A angústia do povo acende o lume

de nossos poemas solidários.

 

No entanto, os amigos aconselham: “Ó ingênuos,

por que esse agitar de braços como flâmulas?

Na tarde do bar, entre os espelhos,

há poetas cantando a vida amena.

Alegrai também o vosso canto, erguei louvores

à farândula dos mitos!”

 

Impossível, embora

eu saiba que há magnólias sob a lua,

lotações de sereias, luminosas

vivendas na praia, entre piano e beijos,

autos deslizando, peixes lúcidos

no mar do tráfego,

e pernas oleosas, mãos em brinde

no espelho do champanhe, o baile, o sonho.
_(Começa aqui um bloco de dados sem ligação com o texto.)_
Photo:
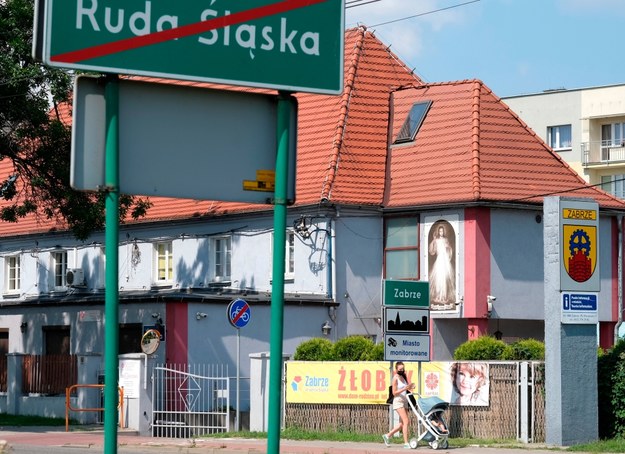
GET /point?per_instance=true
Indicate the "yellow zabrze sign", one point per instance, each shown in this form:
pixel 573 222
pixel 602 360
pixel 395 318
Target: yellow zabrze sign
pixel 579 251
pixel 355 382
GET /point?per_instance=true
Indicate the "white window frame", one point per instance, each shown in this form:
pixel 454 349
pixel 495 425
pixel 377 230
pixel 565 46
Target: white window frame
pixel 614 184
pixel 555 140
pixel 13 273
pixel 59 269
pixel 163 251
pixel 289 254
pixel 221 248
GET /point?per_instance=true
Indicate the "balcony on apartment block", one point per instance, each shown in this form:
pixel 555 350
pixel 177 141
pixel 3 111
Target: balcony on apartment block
pixel 603 153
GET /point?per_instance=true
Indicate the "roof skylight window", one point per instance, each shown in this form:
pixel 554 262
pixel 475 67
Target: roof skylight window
pixel 412 124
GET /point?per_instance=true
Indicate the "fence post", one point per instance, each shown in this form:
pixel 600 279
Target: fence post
pixel 523 404
pixel 14 382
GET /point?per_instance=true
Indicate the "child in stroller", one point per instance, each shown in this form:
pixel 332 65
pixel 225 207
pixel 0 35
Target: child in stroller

Impossível, pois sei também que existem

soluços e revoltas,

lírios no charco, luta de afogados

contra as marés, o monopólio e a morte.

E isso me comove. Mais que o fogo

isso me queima e me ilumina. Eu sofro

o mundo desigual, a vida em pânico!

 

Eu, que sou pedra e montanha, sangue e oeste,

negro poço do tempo e da memória,

só vos posso ditar este sombrio

canto, denso e amargo

oceano de enigmas, doloroso

rio subterrâneo.

*

Nota

[1] [Odorico] Bueno de Rivera [Filho] (1911-1982). O poema acima – extraído do blogue Poesia contra a guerra – foi publicado em livro em 1948.